Sell-offs aren't small change
The good news is that buoyant disinvestment receipts, pegged at Rs 14,500 crore by the finance minister, are for a change expected to contribute to fiscal correction rather than to worsening the fiscal situation.
The bad news is that the revised estimates of disinvestment proceeds for 2003-04 indicate that the small investors will not be able to buy the government holding in six companies cheap in the forthcoming public offerings.

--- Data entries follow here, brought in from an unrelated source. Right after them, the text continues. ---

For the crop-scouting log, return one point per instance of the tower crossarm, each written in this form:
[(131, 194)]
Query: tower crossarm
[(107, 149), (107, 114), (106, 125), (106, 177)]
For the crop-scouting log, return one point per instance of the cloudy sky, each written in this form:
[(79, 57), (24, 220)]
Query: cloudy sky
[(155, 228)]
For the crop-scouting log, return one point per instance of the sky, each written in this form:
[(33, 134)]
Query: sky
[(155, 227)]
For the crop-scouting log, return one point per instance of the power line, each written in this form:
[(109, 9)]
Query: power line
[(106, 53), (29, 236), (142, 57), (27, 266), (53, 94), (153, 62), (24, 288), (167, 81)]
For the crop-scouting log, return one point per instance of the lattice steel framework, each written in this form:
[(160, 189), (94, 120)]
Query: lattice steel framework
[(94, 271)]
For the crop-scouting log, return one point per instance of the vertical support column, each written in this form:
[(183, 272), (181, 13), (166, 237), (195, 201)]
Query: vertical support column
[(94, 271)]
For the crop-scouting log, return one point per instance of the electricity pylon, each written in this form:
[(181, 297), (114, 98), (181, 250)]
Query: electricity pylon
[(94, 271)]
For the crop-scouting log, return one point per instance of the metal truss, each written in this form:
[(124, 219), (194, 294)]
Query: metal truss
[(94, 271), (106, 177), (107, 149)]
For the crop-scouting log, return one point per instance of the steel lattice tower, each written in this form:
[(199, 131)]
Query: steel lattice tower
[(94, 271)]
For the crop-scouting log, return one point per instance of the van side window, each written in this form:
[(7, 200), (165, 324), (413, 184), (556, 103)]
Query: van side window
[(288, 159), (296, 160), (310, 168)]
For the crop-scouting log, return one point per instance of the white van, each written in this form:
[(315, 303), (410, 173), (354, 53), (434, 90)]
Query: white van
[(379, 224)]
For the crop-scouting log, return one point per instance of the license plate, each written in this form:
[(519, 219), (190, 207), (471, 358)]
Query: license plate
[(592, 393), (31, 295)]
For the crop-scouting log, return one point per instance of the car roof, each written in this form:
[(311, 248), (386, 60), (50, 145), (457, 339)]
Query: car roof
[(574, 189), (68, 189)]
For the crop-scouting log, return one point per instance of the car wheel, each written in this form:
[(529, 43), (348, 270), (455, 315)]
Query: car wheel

The revised estimates — up a good 10% over the budget estimates — would require the six public offerings of PSU stocks to yield about Rs 13,165 crore. This is assuming that no strategic sale of government holding in any PSU would be completed in what remains of this fiscal, an assumption that seems quite reasonable. The government has so far earned Rs 1,335 crore from sale of holdings in Maruti Udyog Ltd, Hindustan Zinc Ltd and Jessop and Co.
The target for the next fiscal year has been set at Rs 16,000 crore, 10% more than the revised estimate for the current year.An interesting feature of disinvestment is that most of the proceeds this year are coming in from public offerings, rather than through the government’s preferred route of strategic sales. If the shares are offered at today’s closing prices (see table), the yield would be about Rs 13,600 crore.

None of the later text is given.